I guess I miss the water and the lake more than anything else. I'm home again in Sonora and remembering the clear air, the cool temperatures, the water, the light, the lack of smog. It's all pretty amazing and I am glad to say that I never really took it for granted when I lived there. It is still hot in Sonora, and still crowded, and still expensive. I'm just glad that I can go home now and then and see moments like this one. I was on my way to work, driving in to town from Rocky Point, and thought, oh my gosh, I have to stop, I don't care what time it is, I have to stop and get a photo of this moment. I took several actually, and they are all wonderful and it's hard to decide which ones to put up here. But I suppose it's irrelevant. I shared them with shutterful and sent them off to friends and family. This blog is basically irrelevant as well, but I just thought maybe I should put something up here. Maybe I can get into writing about the diatomaceous tour in Klamath, or soil survey in Tuolumne County, anything, something other than whining about missing my home. Maybe I can remember winter in Klamath and be glad that this year I will be here. Mabye then it will feel better than it does right now. Mabye then I will appreciate it all. Who knows. I hope so.

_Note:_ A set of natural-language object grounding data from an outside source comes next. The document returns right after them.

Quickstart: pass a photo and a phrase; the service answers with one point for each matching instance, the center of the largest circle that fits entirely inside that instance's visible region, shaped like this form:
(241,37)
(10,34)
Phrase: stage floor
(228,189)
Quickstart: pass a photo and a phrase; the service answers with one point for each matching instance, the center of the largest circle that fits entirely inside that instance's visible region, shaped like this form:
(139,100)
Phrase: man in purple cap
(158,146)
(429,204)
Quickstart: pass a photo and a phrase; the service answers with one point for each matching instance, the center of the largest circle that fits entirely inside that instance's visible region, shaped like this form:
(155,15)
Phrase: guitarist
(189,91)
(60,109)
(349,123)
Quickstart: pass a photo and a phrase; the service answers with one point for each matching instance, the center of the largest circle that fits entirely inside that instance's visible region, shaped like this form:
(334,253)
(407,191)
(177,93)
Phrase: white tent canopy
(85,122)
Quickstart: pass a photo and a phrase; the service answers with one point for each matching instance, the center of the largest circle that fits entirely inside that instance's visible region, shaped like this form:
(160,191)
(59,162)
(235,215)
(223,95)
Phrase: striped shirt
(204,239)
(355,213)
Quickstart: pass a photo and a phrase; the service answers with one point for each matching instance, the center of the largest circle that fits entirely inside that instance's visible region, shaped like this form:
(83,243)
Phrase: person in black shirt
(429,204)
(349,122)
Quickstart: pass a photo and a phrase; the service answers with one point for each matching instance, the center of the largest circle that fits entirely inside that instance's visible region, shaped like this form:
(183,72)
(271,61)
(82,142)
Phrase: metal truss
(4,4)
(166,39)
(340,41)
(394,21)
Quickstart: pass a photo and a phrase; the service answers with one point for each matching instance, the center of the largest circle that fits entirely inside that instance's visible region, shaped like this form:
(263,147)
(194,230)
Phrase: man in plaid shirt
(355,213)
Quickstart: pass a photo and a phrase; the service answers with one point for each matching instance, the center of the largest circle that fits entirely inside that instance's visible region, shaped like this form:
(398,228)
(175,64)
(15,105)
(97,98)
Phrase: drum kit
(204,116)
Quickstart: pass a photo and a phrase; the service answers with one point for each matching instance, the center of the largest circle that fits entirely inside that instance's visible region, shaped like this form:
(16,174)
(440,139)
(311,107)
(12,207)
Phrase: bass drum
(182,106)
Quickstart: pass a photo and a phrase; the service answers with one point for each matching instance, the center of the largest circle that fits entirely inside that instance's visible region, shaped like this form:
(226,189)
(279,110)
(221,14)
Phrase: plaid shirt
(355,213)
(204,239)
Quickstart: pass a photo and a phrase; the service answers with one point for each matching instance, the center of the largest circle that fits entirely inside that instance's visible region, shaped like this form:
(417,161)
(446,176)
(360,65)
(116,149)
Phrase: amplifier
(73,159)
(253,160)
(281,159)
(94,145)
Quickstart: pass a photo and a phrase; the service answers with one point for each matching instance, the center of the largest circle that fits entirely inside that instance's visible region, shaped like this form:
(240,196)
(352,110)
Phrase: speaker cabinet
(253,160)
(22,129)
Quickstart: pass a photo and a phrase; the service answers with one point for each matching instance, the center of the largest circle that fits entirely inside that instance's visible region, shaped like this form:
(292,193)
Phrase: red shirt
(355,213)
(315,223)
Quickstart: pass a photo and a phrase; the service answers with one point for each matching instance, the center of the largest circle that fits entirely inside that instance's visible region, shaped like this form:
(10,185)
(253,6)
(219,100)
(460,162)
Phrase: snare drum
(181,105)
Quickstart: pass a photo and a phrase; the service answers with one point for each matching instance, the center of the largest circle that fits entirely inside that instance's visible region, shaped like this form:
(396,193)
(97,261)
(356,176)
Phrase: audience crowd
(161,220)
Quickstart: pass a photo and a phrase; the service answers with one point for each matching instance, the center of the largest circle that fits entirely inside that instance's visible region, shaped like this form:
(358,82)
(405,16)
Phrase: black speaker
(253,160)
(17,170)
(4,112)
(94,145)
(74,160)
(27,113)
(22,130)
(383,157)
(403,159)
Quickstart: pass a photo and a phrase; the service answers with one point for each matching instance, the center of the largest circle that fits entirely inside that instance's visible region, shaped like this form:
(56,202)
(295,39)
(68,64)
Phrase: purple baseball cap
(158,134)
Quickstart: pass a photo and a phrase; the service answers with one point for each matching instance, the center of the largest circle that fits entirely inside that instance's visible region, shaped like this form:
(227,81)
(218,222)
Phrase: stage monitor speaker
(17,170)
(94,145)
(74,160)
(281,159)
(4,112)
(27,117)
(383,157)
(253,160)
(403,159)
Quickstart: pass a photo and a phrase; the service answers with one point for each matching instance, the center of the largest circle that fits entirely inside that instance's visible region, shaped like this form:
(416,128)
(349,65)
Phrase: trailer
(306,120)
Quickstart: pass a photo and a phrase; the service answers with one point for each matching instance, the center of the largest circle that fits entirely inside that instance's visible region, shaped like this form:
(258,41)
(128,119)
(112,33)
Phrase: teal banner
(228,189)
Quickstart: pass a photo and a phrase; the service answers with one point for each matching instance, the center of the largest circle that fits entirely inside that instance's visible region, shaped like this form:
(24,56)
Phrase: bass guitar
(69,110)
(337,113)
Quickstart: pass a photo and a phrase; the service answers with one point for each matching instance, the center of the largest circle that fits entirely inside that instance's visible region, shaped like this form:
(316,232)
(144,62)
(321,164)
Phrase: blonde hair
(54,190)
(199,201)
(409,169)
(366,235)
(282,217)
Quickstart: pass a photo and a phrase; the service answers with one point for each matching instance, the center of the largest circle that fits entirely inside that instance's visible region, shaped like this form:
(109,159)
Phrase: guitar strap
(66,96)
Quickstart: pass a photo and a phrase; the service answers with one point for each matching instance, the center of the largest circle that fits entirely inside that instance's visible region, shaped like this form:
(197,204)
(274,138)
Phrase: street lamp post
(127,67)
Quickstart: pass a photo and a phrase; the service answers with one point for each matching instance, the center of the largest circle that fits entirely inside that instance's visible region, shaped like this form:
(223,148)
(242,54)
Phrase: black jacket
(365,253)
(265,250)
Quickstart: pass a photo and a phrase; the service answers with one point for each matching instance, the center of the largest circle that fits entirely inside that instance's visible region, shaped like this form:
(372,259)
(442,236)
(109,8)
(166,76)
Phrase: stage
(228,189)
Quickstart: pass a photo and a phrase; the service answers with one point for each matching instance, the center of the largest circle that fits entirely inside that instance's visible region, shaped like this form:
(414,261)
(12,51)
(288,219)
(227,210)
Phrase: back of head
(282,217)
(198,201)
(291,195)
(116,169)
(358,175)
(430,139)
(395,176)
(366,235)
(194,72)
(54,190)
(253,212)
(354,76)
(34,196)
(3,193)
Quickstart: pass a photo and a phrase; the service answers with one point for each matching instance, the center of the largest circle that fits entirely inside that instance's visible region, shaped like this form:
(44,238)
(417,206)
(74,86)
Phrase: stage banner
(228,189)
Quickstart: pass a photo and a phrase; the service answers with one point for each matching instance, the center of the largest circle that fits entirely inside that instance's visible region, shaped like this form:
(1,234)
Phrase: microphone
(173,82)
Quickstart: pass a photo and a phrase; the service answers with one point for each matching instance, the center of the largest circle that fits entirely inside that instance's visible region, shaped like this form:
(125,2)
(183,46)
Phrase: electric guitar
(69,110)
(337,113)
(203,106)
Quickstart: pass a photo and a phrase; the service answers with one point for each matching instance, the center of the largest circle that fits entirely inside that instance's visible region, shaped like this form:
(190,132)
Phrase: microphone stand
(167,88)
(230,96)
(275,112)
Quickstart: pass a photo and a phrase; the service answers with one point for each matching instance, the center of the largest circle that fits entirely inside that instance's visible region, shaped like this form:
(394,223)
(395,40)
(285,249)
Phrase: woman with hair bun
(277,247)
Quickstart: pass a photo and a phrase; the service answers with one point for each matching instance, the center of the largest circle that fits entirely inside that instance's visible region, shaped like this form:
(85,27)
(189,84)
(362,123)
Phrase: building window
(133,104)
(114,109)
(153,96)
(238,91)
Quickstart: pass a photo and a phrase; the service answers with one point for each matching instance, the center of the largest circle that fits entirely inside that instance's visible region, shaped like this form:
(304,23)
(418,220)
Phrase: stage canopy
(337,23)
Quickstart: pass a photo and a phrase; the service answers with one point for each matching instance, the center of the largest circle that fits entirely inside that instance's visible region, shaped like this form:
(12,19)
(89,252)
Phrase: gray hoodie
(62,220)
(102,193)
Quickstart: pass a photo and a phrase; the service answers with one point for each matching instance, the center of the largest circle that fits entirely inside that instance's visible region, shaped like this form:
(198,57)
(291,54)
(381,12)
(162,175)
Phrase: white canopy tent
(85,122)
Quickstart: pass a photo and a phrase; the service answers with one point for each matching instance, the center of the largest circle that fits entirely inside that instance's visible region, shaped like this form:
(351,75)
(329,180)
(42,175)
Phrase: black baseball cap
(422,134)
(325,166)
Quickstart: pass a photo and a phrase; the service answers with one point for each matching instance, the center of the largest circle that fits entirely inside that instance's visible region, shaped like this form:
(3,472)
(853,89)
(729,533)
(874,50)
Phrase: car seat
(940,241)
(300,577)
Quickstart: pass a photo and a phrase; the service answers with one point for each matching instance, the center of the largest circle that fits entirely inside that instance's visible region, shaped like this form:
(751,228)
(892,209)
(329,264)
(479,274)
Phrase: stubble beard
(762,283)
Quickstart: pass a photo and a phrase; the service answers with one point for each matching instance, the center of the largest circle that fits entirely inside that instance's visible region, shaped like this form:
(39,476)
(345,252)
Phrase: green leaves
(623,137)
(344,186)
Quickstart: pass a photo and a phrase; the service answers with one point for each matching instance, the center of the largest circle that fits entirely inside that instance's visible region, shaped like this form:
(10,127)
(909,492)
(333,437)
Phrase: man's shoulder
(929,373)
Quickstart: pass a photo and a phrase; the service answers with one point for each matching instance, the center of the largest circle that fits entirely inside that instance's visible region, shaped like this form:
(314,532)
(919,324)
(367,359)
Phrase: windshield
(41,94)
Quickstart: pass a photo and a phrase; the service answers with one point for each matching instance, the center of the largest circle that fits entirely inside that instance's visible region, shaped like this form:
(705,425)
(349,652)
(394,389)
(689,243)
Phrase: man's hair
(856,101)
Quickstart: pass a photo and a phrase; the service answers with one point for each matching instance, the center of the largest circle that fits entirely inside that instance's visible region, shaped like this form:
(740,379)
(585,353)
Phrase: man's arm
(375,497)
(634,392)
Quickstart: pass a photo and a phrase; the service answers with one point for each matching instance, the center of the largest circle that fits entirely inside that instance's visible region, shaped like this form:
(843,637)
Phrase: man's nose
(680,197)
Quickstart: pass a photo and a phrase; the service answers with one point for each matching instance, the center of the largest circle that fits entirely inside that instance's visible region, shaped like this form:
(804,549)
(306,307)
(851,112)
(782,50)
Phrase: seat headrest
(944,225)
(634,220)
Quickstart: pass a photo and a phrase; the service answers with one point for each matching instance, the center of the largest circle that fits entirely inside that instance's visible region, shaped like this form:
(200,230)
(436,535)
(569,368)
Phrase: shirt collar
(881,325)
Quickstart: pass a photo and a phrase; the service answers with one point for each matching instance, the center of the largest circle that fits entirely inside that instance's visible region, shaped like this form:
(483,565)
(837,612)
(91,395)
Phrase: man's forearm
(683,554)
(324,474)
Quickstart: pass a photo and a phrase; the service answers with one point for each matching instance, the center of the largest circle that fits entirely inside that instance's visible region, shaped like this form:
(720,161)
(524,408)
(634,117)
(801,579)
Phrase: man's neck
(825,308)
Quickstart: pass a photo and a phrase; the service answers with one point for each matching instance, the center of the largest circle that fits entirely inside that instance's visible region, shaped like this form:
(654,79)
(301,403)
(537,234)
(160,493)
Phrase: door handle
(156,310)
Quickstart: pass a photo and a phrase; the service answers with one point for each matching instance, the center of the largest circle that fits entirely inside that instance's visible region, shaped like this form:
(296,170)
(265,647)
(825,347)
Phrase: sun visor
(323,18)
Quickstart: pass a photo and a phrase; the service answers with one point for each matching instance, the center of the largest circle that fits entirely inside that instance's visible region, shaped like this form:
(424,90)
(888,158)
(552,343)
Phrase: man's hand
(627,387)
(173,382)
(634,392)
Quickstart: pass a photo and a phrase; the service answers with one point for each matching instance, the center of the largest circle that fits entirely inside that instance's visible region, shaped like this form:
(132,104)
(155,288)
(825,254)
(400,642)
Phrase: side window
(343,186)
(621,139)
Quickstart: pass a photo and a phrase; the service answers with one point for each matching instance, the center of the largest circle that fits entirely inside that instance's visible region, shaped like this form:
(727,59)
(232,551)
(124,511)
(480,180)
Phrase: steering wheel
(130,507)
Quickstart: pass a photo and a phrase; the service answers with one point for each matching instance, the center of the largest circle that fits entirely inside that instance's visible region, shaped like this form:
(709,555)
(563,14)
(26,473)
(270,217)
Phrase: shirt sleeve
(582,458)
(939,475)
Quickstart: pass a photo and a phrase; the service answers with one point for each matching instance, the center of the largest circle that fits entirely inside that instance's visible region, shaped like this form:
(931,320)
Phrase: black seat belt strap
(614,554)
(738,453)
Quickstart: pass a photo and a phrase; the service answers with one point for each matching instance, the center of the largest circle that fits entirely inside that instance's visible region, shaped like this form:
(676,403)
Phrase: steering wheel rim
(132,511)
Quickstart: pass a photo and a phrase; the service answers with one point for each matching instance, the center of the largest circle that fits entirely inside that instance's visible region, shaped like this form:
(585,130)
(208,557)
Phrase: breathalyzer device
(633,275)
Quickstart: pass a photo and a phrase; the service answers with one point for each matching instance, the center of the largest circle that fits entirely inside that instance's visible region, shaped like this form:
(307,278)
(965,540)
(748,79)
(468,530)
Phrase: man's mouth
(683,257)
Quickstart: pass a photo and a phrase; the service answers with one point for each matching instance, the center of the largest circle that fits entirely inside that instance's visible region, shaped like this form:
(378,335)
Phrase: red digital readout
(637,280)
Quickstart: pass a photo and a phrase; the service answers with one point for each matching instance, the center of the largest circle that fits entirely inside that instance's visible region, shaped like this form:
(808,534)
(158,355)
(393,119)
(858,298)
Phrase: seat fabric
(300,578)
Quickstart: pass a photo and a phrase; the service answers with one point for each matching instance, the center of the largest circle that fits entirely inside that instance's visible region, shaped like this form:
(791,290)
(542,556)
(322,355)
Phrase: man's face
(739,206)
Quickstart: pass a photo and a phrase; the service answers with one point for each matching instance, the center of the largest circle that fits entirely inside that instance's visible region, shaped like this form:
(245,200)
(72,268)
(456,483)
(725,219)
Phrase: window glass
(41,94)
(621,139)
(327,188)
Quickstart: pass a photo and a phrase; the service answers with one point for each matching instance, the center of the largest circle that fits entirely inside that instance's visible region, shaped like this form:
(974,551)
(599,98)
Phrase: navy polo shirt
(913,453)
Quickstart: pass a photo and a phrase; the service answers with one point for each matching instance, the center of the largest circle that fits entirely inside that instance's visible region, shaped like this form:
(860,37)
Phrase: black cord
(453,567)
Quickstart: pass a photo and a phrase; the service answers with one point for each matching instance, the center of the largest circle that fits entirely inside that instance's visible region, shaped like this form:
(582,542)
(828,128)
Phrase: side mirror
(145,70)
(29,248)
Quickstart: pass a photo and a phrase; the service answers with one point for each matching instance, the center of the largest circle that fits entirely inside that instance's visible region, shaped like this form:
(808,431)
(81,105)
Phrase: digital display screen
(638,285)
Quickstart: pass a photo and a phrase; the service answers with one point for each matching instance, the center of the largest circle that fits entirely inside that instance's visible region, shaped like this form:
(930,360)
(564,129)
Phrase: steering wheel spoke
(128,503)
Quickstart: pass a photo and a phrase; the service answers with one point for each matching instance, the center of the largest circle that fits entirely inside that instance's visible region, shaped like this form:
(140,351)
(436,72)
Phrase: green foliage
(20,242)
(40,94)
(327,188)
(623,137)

This is a shot of Medicine Lake in the Highlands, actually in the lovely state of California, about 6000 feet high and as clear and clean as you could ask for. 5 days of quiet, still water, ospreys, ducks, all sorts of little birds, chipmunks stealing food from the dog dish. Rejuvenation. Healing. Respite. A gift






And then of course there are the mornings on the lake and the polygonum in bloom. Silly pink flowers growing on 6 foot long underwater stems looking for all the world like a field of flamingos. Life should be so simple. Someday it will be. I wonder what I will think of it then?

I am reading my daughter's blog, so full of life and questions and amazing things that she writes about. Thoughtful, intellectual, interesting. I think I had that in me once, but maybe never really like she does. She amazes me. If you haven't found her blog yet, go there. She is Penitence69 on LiveJournal.com. I guess I should know how to link this but of course I don't! LOL Guess I really am into a different stage of life.